In South Africa, a fast food chain has removed plastic straws from over nine hundred of its outlets across the country. Now, an exhibition is being held, where all the discarded plastic straws from the fast food chain are on display. CGTN's Yolisa Njamela reports.
The announcement of the removal of the plastic straws by the local chicken outlet forms part of a new global sustainability commitment from the business sector, that all plastic-based packaging items will be recoverable or reusable by 2025.
In addition to this, and as part of its ongoing efforts to adopt more sustainable practices, the brand has already removed disposable plastic beverage cups from its KFC head office. It's all in the name of contributing to saving the environment.
And those straws are now here - at the Origins Centre at Wits University in a form of an exhibition.
DR TAMMY HODGSKISS CURATOR, ORIGINS CENTRE, WITS UNIVERSITY "This is something very different for origin centre, an exhibition about KFC getting rid of plastic straws. They're moving from plastic straws to paper straws and they thought of making this an important event, preserving the last plastic straw and preserving it in our pillars we have archaeologically and stratigraphically that was the age that we've now forgotten. There's two exhibitions that are made out of plastic straws, one symbolizing a wave of plastic straws.

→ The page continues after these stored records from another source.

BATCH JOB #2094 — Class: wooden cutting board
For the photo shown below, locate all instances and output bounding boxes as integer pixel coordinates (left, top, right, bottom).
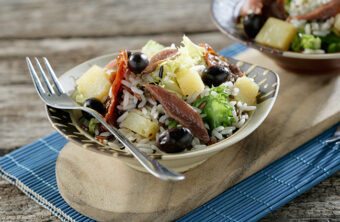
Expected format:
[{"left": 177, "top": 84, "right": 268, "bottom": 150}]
[{"left": 56, "top": 49, "right": 340, "bottom": 222}]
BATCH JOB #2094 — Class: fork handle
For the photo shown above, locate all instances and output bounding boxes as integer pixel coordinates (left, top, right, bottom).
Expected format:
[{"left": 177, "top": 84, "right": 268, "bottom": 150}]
[{"left": 82, "top": 108, "right": 185, "bottom": 181}]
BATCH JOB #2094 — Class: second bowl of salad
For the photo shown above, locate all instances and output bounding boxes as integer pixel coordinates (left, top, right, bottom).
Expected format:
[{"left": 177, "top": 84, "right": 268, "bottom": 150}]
[{"left": 211, "top": 0, "right": 340, "bottom": 73}]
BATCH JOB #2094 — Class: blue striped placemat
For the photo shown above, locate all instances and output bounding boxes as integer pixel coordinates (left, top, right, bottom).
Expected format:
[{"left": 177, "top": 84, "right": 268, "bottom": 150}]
[{"left": 0, "top": 44, "right": 339, "bottom": 221}]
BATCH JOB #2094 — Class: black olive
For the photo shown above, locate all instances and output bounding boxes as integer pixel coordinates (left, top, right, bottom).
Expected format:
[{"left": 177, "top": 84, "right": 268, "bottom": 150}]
[
  {"left": 243, "top": 14, "right": 264, "bottom": 38},
  {"left": 202, "top": 65, "right": 229, "bottom": 87},
  {"left": 157, "top": 127, "right": 194, "bottom": 153},
  {"left": 127, "top": 51, "right": 132, "bottom": 58},
  {"left": 82, "top": 98, "right": 105, "bottom": 119},
  {"left": 128, "top": 52, "right": 149, "bottom": 74}
]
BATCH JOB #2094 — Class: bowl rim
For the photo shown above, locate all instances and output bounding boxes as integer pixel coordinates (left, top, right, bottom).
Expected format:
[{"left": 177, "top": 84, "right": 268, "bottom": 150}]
[
  {"left": 47, "top": 51, "right": 279, "bottom": 160},
  {"left": 210, "top": 0, "right": 340, "bottom": 60}
]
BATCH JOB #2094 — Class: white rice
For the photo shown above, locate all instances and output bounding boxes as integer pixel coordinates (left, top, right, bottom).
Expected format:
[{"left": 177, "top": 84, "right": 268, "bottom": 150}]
[
  {"left": 303, "top": 49, "right": 326, "bottom": 54},
  {"left": 148, "top": 98, "right": 157, "bottom": 106},
  {"left": 212, "top": 129, "right": 223, "bottom": 140},
  {"left": 121, "top": 80, "right": 132, "bottom": 88},
  {"left": 221, "top": 127, "right": 235, "bottom": 135},
  {"left": 100, "top": 132, "right": 112, "bottom": 137},
  {"left": 200, "top": 87, "right": 210, "bottom": 98},
  {"left": 191, "top": 137, "right": 200, "bottom": 146},
  {"left": 117, "top": 111, "right": 129, "bottom": 123},
  {"left": 138, "top": 94, "right": 147, "bottom": 108},
  {"left": 191, "top": 106, "right": 202, "bottom": 114},
  {"left": 91, "top": 63, "right": 257, "bottom": 154},
  {"left": 211, "top": 91, "right": 218, "bottom": 97},
  {"left": 131, "top": 86, "right": 143, "bottom": 95},
  {"left": 193, "top": 144, "right": 207, "bottom": 149},
  {"left": 142, "top": 107, "right": 148, "bottom": 116},
  {"left": 232, "top": 87, "right": 239, "bottom": 96},
  {"left": 186, "top": 91, "right": 201, "bottom": 104},
  {"left": 235, "top": 118, "right": 246, "bottom": 128},
  {"left": 287, "top": 0, "right": 332, "bottom": 17},
  {"left": 159, "top": 114, "right": 169, "bottom": 123},
  {"left": 122, "top": 90, "right": 131, "bottom": 109},
  {"left": 190, "top": 65, "right": 206, "bottom": 75},
  {"left": 288, "top": 0, "right": 335, "bottom": 38}
]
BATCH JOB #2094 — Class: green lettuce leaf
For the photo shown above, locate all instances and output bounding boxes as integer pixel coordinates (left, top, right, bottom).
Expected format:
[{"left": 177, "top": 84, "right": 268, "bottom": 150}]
[{"left": 141, "top": 40, "right": 165, "bottom": 59}]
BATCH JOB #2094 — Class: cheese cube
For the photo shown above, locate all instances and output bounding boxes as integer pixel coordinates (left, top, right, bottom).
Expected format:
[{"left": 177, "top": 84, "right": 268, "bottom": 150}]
[
  {"left": 121, "top": 111, "right": 159, "bottom": 139},
  {"left": 76, "top": 65, "right": 111, "bottom": 103},
  {"left": 176, "top": 68, "right": 204, "bottom": 96}
]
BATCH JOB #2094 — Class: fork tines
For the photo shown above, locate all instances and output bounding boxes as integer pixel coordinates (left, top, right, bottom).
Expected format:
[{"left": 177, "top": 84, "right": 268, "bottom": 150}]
[{"left": 26, "top": 57, "right": 65, "bottom": 98}]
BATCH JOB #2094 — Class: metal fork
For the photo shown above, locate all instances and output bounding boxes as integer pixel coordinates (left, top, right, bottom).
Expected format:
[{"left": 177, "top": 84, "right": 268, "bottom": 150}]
[
  {"left": 325, "top": 125, "right": 340, "bottom": 145},
  {"left": 26, "top": 57, "right": 185, "bottom": 181}
]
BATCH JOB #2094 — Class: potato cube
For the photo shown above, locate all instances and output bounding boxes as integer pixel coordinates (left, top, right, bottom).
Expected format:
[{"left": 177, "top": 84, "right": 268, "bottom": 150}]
[
  {"left": 255, "top": 17, "right": 297, "bottom": 51},
  {"left": 234, "top": 76, "right": 259, "bottom": 105},
  {"left": 176, "top": 68, "right": 204, "bottom": 96},
  {"left": 121, "top": 111, "right": 159, "bottom": 139},
  {"left": 334, "top": 14, "right": 340, "bottom": 32},
  {"left": 76, "top": 65, "right": 111, "bottom": 103}
]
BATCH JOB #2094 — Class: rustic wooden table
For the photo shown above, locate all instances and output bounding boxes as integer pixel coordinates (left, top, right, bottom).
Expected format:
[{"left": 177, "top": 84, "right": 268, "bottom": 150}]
[{"left": 0, "top": 0, "right": 339, "bottom": 221}]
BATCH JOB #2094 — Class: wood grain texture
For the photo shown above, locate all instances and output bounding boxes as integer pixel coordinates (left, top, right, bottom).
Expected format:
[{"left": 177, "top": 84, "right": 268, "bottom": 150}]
[
  {"left": 0, "top": 0, "right": 215, "bottom": 39},
  {"left": 0, "top": 0, "right": 339, "bottom": 221}
]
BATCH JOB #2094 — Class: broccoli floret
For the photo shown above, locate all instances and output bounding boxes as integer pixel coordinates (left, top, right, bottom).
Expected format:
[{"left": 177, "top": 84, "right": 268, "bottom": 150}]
[
  {"left": 291, "top": 34, "right": 322, "bottom": 51},
  {"left": 193, "top": 85, "right": 235, "bottom": 130},
  {"left": 291, "top": 34, "right": 303, "bottom": 52},
  {"left": 327, "top": 43, "right": 340, "bottom": 53},
  {"left": 301, "top": 34, "right": 321, "bottom": 50},
  {"left": 319, "top": 32, "right": 340, "bottom": 44}
]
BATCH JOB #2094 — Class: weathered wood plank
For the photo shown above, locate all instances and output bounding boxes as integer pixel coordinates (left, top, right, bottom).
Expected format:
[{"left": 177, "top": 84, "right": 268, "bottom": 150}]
[
  {"left": 0, "top": 85, "right": 54, "bottom": 150},
  {"left": 0, "top": 32, "right": 232, "bottom": 86},
  {"left": 263, "top": 171, "right": 340, "bottom": 221},
  {"left": 0, "top": 0, "right": 216, "bottom": 39},
  {"left": 0, "top": 178, "right": 59, "bottom": 221}
]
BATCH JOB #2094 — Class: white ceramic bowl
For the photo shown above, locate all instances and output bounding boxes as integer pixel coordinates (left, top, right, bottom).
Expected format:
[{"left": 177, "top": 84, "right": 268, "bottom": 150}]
[{"left": 46, "top": 52, "right": 279, "bottom": 173}]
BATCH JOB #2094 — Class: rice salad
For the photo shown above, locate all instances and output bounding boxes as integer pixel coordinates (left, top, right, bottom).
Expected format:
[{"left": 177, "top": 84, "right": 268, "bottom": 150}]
[
  {"left": 239, "top": 0, "right": 340, "bottom": 53},
  {"left": 73, "top": 36, "right": 259, "bottom": 154}
]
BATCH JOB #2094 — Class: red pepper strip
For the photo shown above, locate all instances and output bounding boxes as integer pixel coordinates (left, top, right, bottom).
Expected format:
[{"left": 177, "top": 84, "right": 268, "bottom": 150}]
[{"left": 105, "top": 50, "right": 128, "bottom": 125}]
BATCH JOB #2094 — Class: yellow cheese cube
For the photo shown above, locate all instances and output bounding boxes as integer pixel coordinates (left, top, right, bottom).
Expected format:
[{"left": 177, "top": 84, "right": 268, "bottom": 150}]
[
  {"left": 121, "top": 111, "right": 159, "bottom": 139},
  {"left": 176, "top": 68, "right": 204, "bottom": 96},
  {"left": 255, "top": 17, "right": 297, "bottom": 51},
  {"left": 234, "top": 76, "right": 259, "bottom": 105},
  {"left": 76, "top": 65, "right": 111, "bottom": 103}
]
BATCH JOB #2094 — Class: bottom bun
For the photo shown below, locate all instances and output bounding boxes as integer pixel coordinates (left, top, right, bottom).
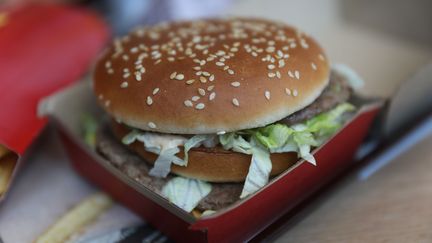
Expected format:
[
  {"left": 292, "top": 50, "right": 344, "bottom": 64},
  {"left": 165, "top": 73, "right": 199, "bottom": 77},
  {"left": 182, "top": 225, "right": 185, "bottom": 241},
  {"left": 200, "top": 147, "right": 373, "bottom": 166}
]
[{"left": 111, "top": 121, "right": 298, "bottom": 182}]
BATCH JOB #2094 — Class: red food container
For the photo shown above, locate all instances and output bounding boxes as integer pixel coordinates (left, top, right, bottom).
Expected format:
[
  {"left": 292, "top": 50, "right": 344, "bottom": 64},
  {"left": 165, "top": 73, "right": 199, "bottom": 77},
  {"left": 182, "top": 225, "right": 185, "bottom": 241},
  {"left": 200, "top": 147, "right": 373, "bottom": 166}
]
[
  {"left": 43, "top": 79, "right": 382, "bottom": 242},
  {"left": 0, "top": 5, "right": 109, "bottom": 201}
]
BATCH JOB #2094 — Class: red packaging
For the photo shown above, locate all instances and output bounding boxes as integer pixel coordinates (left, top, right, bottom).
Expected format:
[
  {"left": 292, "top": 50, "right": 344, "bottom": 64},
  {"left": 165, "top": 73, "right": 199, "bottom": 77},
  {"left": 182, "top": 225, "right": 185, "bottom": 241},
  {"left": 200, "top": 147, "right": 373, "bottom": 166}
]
[
  {"left": 43, "top": 79, "right": 382, "bottom": 242},
  {"left": 0, "top": 4, "right": 109, "bottom": 200}
]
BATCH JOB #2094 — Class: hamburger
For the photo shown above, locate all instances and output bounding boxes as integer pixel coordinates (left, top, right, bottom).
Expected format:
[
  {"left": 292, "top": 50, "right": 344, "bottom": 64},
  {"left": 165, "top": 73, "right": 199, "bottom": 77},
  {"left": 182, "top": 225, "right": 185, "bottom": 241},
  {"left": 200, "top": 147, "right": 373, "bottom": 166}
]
[{"left": 92, "top": 18, "right": 356, "bottom": 214}]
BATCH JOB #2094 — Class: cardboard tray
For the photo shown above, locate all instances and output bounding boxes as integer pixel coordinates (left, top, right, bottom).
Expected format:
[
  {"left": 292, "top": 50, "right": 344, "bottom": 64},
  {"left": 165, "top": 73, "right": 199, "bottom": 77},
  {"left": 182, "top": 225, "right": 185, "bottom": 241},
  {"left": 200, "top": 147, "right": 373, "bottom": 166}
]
[{"left": 43, "top": 79, "right": 383, "bottom": 242}]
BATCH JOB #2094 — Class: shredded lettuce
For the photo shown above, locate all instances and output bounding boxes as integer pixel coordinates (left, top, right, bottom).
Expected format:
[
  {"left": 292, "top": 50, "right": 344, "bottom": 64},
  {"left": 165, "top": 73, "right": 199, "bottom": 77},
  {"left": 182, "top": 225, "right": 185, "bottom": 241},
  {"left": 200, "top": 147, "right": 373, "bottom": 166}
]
[
  {"left": 183, "top": 135, "right": 216, "bottom": 165},
  {"left": 220, "top": 103, "right": 355, "bottom": 197},
  {"left": 124, "top": 102, "right": 355, "bottom": 201},
  {"left": 201, "top": 210, "right": 216, "bottom": 217},
  {"left": 240, "top": 145, "right": 272, "bottom": 198},
  {"left": 81, "top": 114, "right": 98, "bottom": 148},
  {"left": 122, "top": 131, "right": 186, "bottom": 177},
  {"left": 162, "top": 177, "right": 212, "bottom": 212}
]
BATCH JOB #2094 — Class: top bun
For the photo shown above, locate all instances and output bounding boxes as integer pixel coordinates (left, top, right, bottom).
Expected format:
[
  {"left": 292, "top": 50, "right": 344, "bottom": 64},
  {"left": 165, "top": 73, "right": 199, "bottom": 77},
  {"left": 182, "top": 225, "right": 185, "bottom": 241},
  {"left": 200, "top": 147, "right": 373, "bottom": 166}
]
[{"left": 93, "top": 18, "right": 330, "bottom": 134}]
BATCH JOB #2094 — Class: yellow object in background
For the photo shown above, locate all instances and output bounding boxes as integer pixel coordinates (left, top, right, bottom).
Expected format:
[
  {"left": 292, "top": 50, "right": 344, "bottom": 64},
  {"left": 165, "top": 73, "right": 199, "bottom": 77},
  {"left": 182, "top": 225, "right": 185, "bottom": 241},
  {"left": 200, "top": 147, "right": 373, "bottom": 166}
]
[
  {"left": 0, "top": 153, "right": 16, "bottom": 196},
  {"left": 35, "top": 193, "right": 113, "bottom": 243},
  {"left": 0, "top": 12, "right": 8, "bottom": 28},
  {"left": 0, "top": 144, "right": 10, "bottom": 159}
]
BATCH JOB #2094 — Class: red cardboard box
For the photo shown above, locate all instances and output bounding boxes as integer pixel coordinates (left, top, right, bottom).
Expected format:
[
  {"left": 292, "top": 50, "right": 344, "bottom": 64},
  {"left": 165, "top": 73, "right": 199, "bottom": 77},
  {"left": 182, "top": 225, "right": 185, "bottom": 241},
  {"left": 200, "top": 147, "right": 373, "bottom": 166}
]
[
  {"left": 0, "top": 5, "right": 109, "bottom": 201},
  {"left": 42, "top": 79, "right": 382, "bottom": 242}
]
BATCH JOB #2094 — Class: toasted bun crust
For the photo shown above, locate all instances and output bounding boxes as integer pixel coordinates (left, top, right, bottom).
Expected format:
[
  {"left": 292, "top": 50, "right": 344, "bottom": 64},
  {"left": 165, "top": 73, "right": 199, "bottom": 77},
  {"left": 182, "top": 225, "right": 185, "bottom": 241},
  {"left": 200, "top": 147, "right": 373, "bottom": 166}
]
[
  {"left": 94, "top": 18, "right": 330, "bottom": 134},
  {"left": 111, "top": 121, "right": 298, "bottom": 182}
]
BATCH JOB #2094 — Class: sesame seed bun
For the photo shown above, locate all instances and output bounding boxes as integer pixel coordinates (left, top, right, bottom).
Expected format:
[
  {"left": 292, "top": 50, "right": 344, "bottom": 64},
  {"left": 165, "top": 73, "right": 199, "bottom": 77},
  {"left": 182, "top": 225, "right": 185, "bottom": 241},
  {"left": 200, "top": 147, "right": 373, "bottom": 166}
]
[
  {"left": 110, "top": 121, "right": 297, "bottom": 182},
  {"left": 93, "top": 18, "right": 330, "bottom": 134}
]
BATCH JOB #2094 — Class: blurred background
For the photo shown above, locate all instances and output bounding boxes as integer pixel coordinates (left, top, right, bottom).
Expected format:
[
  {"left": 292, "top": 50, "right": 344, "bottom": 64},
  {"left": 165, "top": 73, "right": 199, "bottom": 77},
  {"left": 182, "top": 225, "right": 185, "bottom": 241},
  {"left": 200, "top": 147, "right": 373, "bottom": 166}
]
[{"left": 2, "top": 0, "right": 431, "bottom": 98}]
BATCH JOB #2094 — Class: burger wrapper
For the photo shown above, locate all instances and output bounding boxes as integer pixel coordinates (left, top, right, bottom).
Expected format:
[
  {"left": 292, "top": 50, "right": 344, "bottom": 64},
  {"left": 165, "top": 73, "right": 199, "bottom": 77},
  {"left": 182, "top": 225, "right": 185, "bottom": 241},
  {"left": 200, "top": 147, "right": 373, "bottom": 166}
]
[
  {"left": 0, "top": 5, "right": 109, "bottom": 202},
  {"left": 41, "top": 78, "right": 383, "bottom": 242}
]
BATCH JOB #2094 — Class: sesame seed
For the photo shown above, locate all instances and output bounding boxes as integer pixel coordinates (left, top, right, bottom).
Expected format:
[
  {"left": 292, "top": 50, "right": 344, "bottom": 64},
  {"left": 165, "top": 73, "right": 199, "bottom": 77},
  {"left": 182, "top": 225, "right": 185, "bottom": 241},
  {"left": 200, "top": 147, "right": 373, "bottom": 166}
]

All the plastic straws that find a way to the ocean and then another one - a beautiful tree that's made out of plastic straws."
YOLISA NJAMELA JOHANNESBURG, SOUTH AFRICA "According to the United Nations, around eight million tons of plastic end up in the sea every year. That's the equivalent of a truck-load of rubbish being dumped into the ocean every minute."
So this local chicken outlet is helping to eliminate at least 60 million plastic straws a year.
DR TAMMY HODGSKISS CURATOR, ORIGINS CENTRE, WITS UNIVERSITY "So and you just think that's one fast food chain, how many plastic straws are being produced in South Africa every year. So getting rid of those 60 million plastic straws from KFC is a big thing. So to make, encourage other outlets and other producers, food producers to move to paper straws rather."
While plastic has many valuable uses, humanity has become addicted to single-use or disposable plastic - with severe environmental consequences.
But the African continent is not sitting idle. According to the United Nations, within the last four years in Africa, more than 58 percent of the African countries have in some way banned plastic use.
And these straws that formulate this display will also be disposed off responsibly after the exhibition. Yolisa Njamela, CGTN, Johannesburg, South Africa.